Tuesday, March 21, 2023

Pender County denies rumors that its Florence shelters were unsafe

Rumors have been circulating that the shelters in Pender County could not stand up to a category 3 hurricane, but officials say that is not true.

The Pender County School System has placed several schools on a code-red lockdown (Port City Daily photo/File)
Pender County denied that its four school shelters were unsafe and had incurred damages from winds and flooding. (Port City Daily photo/File)

BURGAW — On Thursday Pender County Health and Human Services Director Carolyn Moser denied rumors that school shelters opened during Hurricane Florence were not rated to withstand up to Category 3 force winds.

“That wouldn’t be true, otherwise we wouldn’t have housed people in those shelters,” Moser said. “That’s why Pender Memorial closed, because it was not rated to withstand Category 3 winds.”

She said that each of the four shelters was thoroughly vetted and approved by the Red Cross and her own health staff prior to Florence’s landfall.

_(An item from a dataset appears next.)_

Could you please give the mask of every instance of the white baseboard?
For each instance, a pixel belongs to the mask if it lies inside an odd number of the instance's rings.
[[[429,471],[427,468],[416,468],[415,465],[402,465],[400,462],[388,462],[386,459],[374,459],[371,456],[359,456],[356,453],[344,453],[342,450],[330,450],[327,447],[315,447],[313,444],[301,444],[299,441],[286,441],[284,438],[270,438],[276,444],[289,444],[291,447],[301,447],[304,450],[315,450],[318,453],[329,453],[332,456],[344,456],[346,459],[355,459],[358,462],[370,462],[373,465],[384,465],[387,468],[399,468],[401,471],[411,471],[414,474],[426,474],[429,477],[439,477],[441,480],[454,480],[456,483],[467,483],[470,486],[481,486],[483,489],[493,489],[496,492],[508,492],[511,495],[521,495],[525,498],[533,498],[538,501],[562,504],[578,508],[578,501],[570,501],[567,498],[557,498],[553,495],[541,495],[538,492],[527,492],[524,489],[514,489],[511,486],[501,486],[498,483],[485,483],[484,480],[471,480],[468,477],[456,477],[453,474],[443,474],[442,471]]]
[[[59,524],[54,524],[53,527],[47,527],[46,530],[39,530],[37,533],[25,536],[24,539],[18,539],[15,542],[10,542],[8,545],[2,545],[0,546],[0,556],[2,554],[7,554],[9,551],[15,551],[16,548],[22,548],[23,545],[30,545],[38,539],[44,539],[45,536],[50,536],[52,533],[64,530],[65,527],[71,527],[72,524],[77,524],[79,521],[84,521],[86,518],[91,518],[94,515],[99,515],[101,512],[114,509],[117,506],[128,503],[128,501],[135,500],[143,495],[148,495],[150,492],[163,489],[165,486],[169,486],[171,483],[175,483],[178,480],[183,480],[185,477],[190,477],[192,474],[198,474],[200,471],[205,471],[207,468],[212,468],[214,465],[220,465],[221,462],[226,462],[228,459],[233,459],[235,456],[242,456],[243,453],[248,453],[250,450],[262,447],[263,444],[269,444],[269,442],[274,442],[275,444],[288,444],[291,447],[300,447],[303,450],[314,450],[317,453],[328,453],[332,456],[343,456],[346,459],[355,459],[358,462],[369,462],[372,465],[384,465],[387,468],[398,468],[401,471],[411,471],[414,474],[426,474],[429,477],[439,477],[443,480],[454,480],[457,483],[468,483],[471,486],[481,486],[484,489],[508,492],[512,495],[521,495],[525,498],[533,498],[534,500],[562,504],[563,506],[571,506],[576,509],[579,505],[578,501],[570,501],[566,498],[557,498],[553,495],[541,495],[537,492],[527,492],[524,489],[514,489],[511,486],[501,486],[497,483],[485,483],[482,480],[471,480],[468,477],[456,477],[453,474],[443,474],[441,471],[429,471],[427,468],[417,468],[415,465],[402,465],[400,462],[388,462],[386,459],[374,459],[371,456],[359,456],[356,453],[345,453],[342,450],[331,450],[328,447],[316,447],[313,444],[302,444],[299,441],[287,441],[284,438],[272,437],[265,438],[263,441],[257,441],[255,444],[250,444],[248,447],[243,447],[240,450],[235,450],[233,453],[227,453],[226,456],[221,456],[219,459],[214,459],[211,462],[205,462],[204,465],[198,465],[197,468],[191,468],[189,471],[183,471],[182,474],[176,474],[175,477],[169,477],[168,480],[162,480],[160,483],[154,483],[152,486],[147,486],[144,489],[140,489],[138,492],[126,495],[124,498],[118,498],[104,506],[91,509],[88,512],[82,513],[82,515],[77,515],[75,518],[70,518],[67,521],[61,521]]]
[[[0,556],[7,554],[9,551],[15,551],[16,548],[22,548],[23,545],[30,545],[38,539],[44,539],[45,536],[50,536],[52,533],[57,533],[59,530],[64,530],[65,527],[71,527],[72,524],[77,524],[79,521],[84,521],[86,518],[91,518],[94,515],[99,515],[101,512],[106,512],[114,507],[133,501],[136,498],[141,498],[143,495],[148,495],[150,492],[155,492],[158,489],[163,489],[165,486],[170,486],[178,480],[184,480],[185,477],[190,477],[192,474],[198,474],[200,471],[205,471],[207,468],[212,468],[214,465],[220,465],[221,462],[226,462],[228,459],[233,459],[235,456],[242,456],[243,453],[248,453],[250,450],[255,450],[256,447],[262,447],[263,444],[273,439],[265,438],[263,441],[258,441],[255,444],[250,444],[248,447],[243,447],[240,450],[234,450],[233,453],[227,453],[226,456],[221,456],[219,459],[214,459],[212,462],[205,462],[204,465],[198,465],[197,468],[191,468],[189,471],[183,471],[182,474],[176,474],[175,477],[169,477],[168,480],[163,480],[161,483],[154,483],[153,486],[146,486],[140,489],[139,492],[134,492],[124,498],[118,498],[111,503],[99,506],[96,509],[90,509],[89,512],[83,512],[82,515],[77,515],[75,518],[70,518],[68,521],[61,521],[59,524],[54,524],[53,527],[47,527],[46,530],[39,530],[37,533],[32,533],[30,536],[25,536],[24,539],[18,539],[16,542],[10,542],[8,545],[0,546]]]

“The rumors are unsubstantiated,” Moser said, when asked about some residents’ concerns that the shelters were not built to withstand Category 3 winds.

Pender County spokeswoman Tammy Proctor earlier said that a few of the schools had incurred wind damage and flooding, but Moser said that to her knowledge, no such damages were reported in the schools operating as shelters.

“There were no damages to facilities that had people in them at the time, that I know of. If they had been, we would have worked to find other places to put them,” Moser said.

Moser did say that some of the school buildings had encountered issues with mold due to a lack of air circulation during the storm.

She also said that each shelter was staffed by a minimum of two Red Cross employees, two public health nurses, and two staff from the Department of Social Services. During the peak of the storm, the county’s four shelters housed roughly 1,000 evacuees, many brought in by helicopters during the widespread flooding that effected the county, according to Moser.

Although nearby New Hanover County opened a total of 11 shelters during Florence, Moser said that Pender’s smaller population, as well as the comparative limited size of its school buildings, accounted for the county’s decision to open only four shelters.

“We’re very limited in the facilities we can put individuals in when you look at the size,” Moser said. “In New Hanover, Hoggart housed over a thousand people. We can’t do that in our schools.”

However, these limitations did not effect the success of the county’s shelter operations, according to Moser.

“We had no one — that I’m aware of — who did not have shelter who needed it,” Moser said.